When choosing the appropriate material, users should always consider the area of application. Marcus Schneck, CEO of norelem explains why it is crucial to use operating parts made of high-quality materials as this can ensure the reliability and stability of the components used and products produced.  

When looking around the factory floor, as sure as day, a gleaming array of metallic instrumentation and machinery will be looking back at you. That being said, innovations in both plastic materials and process capabilities, coupled with changes in industry demands have closed many of the physical and cost performance gaps that once existed between metal and plastic.

The materials chosen are naturally an important factor to consider when using standard and operating components. The right choice of materials guarantees high-quality, durable products whilst finishes and surface treatments ensure components such as grips and knobs are also visually appealing.

Composite materials, such as Glass fibre reinforced PPA (Polyphthalamide) can also be beneficial to use in the manufacturing and engineering sectors due to its lightweight properties, relative stiffness, strength and durability. These materials are growing in popularity too, with the global composites materials market growing at about 5% per year, with carbon fibre demand growing at 12% per year.

The correct material for every application

Of course, a range of factors should be considered when choosing components and the materials they are made from. Important selection criteria can be anything from tensile strength, corrosion resistance, operating temperature to chemical resistance. Considering these elements as well as the environment the material will be used in will aid you in choosing a material fit for the chosen application.

The most commonly used materials used within the engineering and manufacturing industry are plastics, steel, aluminium, cast iron, non-ferrous metals and stainless steels.

The use of plastic within the engineering industry has seen that plastic-to-metal conversion can result in savings of 25-50% due to the elimination of fastener and assembly needs. Plastic can be used for multiple applications such as hydraulic presses, granulators or plastic extrusion lines to name a few.

Meanwhile, inserts such as bushes or threaded pins can be made of steel, stainless steel or brass that offer high impact properties, making it a desirable material to use within machinery. A combination of plastic and metal materials can be very beneficial when used in unison, utilising the best of both material properties.

When working with pull handles, tubular handles, recessed handles as well as clamping and tension levers the proportion of metal components is slightly higher. Knurled knobs, palm grips and star grips are made mostly of plastic due to the materials user-friendly properties.

Electrical discharge, friction and high temperatures are three challenges within engineering and manufacturing industries that require specific materials to be used in order for machinery and components to operate efficiently and safely.

Don’t chance electrical discharges

Special applications require specific materials – a good example of this is antistatic operating parts.

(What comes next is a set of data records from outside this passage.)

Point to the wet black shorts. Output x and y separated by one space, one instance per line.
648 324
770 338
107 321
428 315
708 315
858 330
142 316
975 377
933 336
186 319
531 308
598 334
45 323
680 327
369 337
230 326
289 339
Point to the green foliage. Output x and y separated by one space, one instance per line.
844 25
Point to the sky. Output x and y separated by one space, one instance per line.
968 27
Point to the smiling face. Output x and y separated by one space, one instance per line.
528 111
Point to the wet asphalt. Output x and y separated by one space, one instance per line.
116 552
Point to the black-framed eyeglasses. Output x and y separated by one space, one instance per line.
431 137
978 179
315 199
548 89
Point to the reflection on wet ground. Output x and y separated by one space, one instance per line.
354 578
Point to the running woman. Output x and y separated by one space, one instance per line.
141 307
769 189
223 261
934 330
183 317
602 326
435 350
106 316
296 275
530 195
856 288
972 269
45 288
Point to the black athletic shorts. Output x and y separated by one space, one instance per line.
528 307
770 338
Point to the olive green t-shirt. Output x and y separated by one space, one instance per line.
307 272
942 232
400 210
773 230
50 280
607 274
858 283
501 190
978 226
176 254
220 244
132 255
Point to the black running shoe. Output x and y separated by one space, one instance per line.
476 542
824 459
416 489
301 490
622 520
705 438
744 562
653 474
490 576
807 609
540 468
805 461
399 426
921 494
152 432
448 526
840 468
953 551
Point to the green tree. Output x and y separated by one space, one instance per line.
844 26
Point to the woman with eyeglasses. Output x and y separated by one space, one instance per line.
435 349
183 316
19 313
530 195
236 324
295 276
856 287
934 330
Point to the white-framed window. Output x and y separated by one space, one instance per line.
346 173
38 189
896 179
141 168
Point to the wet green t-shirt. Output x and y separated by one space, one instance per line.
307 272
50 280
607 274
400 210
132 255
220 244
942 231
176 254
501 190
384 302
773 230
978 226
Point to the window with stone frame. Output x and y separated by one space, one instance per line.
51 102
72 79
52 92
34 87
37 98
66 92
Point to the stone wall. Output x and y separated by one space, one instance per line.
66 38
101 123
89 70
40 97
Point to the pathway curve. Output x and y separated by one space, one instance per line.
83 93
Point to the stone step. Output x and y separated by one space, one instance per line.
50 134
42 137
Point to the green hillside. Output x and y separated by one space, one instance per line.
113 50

These parts are made of an electrically conductive plastic and thus prevent electrostatic discharges, which can impair sensitive electronic components.

Using components made of antistatic thermoplastic which comply with DIN EN 61340-5-1 and can be used in ESD (Electrostatic Discharge) protection zones. These ESD products are also used for devices, components and protection systems in areas with high risk of explosion.

Materials and insulators if chosen correctly can eliminate electrical discharges altogether, providing a safe and secure working environment, whilst reducing the chances of machinery needing maintenance further down the line.

Electrostatic discharges occur quite frequently during production, assembly or transport, antistatic operating elements provide a remedy here. Ensuring components are regularly tested for its correct electrical conductivity, in accordance with strict standards whilst carrying the yellow ESD logo for clear identification is vital for the machinery and workers safety.

Can you handle the heat?

Glass fibre reinforced PPA (Polyphthalamide) – a composite material which, in contrast to conventional plastics, is particularly dimensionally stable – is a common choice of material in a high heat zone. Components made from this material can withstand a temperature of 150°C and short term even temperatures up to 250°C.

These products find use in a number of industries such as medical technology, where the components have to withstand steam sterilisation. They are also a good choice for all areas of equipment construction where high ambient temperatures prevail.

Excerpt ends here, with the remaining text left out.